DRIPS: Domain Randomisation for Image-based Perivascular spaces Segmentation
Authors
Affiliations (1)
Affiliations (1)
- Cerebrovascular Imaging and Research Lab, Department Artificial Intelligence in Biomedical Engineering (AIBE), Friedrich-Alexander-Universität Erlangen-Nürnberg
Abstract
Perivascular spaces (PVS) are emerging as sensitive imaging markers of brain health. However, out-of-sample PVS segmentation remains challenging, as existing methods are modality-specific or require cohort-specific tuning.
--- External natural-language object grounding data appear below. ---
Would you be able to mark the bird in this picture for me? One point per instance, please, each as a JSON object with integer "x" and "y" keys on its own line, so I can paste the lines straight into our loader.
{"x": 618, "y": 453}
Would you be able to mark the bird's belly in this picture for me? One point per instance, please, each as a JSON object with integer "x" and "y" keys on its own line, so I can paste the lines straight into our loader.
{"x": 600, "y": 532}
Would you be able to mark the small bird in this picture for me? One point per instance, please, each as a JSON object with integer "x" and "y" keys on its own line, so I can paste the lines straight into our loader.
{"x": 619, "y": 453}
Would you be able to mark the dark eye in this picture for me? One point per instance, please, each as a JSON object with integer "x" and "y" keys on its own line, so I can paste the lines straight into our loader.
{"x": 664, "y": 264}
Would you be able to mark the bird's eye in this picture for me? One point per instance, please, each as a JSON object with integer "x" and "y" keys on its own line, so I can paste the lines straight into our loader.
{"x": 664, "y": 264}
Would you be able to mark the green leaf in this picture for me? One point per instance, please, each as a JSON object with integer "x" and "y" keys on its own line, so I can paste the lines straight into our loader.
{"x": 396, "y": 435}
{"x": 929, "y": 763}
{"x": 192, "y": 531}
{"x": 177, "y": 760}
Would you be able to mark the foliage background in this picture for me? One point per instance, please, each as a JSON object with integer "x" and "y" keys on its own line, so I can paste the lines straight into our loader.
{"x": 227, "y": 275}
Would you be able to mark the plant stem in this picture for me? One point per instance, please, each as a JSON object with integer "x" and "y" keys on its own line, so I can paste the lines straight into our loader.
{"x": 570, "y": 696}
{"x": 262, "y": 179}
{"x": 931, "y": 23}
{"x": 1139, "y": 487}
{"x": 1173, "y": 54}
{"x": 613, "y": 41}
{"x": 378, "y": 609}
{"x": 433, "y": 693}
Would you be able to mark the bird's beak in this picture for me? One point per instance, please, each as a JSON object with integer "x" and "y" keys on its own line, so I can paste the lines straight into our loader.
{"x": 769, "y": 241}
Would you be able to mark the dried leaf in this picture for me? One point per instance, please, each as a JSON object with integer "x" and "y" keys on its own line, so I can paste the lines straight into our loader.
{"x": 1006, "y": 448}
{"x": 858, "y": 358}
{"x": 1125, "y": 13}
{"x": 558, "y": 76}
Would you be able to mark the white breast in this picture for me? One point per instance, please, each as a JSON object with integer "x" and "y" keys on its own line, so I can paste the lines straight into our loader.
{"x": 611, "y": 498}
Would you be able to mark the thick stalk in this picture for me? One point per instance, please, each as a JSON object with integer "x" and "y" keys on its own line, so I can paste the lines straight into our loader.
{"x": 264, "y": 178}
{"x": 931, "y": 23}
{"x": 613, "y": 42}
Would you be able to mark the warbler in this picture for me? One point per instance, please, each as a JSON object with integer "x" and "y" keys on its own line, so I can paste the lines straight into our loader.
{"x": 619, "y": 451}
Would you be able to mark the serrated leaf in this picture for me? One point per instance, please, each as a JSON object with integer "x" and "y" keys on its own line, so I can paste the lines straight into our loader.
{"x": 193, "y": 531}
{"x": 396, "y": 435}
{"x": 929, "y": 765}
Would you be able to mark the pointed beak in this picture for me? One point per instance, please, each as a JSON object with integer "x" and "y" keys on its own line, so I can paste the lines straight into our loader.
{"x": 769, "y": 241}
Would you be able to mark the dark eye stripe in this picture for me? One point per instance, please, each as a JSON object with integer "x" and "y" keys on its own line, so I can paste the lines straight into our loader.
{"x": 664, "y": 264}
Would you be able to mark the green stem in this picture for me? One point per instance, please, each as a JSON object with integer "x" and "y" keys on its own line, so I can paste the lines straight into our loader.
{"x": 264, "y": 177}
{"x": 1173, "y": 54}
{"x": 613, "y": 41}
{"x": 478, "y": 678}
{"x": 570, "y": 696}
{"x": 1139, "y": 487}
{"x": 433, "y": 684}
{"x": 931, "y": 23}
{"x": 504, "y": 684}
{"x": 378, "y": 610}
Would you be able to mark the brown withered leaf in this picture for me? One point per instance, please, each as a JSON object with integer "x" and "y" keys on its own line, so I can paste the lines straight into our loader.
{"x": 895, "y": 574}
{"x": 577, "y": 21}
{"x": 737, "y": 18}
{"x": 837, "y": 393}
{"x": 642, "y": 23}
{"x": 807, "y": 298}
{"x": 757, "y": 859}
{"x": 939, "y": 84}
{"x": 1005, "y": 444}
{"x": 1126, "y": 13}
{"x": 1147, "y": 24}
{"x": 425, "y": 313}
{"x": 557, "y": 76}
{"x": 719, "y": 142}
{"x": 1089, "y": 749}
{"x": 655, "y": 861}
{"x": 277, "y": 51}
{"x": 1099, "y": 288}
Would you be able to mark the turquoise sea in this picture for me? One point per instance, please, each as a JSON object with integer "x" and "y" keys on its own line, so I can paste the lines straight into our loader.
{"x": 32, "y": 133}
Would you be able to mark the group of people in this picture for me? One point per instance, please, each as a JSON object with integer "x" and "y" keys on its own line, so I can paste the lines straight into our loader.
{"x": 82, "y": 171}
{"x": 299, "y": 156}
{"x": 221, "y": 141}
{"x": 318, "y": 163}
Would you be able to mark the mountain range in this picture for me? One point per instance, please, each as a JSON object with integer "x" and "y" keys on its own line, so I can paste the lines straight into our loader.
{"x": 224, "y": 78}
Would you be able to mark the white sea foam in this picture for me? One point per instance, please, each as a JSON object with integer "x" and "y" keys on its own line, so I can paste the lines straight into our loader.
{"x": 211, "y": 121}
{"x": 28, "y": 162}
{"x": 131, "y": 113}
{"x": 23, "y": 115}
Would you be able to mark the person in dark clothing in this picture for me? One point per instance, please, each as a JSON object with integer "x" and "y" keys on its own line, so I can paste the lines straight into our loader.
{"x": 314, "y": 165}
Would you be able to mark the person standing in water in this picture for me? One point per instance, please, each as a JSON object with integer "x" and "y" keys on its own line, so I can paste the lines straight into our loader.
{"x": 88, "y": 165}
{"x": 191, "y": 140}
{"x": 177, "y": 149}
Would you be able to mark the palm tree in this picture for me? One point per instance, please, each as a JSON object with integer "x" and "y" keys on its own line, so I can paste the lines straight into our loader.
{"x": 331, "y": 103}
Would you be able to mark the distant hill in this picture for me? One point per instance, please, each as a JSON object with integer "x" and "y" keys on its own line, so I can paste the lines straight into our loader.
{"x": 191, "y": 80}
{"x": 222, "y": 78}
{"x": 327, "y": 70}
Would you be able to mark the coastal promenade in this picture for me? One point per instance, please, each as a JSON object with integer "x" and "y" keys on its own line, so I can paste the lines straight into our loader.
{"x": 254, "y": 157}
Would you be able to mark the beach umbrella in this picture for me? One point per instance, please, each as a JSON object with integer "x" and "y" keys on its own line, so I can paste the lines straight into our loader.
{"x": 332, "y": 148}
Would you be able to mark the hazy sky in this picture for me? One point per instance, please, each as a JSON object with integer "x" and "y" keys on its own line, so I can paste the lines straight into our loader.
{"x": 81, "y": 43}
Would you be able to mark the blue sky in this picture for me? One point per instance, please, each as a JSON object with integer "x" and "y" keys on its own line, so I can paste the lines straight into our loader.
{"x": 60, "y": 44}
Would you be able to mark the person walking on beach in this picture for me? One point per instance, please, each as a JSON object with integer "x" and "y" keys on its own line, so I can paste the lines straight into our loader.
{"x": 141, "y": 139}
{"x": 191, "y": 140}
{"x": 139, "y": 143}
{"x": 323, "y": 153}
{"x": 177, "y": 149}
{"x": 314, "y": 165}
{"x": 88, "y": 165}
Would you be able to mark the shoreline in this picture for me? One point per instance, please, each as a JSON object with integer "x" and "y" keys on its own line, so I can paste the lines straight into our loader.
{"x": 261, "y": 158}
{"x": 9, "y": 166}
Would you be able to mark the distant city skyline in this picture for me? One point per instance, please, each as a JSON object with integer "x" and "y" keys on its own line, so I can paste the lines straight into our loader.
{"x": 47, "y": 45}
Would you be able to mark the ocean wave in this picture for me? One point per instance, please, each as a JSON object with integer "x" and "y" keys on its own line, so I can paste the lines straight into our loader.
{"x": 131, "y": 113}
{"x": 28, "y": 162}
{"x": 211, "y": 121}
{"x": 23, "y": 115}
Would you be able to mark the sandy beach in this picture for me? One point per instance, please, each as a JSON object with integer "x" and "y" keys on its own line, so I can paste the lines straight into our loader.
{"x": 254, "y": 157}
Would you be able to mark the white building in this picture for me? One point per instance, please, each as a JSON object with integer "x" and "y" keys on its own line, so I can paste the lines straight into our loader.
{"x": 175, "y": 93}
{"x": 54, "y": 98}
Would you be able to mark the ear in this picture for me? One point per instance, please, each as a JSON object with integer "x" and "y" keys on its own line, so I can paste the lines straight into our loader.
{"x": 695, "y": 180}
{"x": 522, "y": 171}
We propose DRIPS (Domain Randomisation for Image-based PVS Segmentation), a physics-inspired domain randomisation framework for out-of-sample PVS segmentation. We tested DRIPS out-of-sample on real imaging data from five cohorts comprising individuals with diverse health conditions (N=165; T1w and T2w, isotropic and anisotropic imaging) and on a 3D ex vivo brain model reconstructed from histology. We evaluated its segmentation against manual PVS segmentations using the area under the precision-recall curve (AUPRC) and the Dice similarity coefficient (DSC), and compared it with both classical and deep learning methods, namely Frangi, RORPO, SHIVA-PVS, and nnU-Net. Only DRIPS and Frangi had AUPRC values above chance level across all cohorts and the ex vivo brain model. On isotropic images, DRIPS and nnU-Net performed comparably, surpassing the third-best method by a median of +0.17-0.39 AUPRC and +0.09-0.26 DSC. On anisotropic images, DRIPS outperformed all competitors, exceeding the second-best method by a median of +0.13-0.22 AUPRC and +0.07-0.14 DSC. Unlike other methods, the performance of DRIPS was not associated with the volume of white matter hyperintensities. These results position DRIPS as an effective method for PVS segmentation that generalise well across heterogeneous imaging settings without the need for manually labelled data, modality-specific models, or cohort-specific tuning.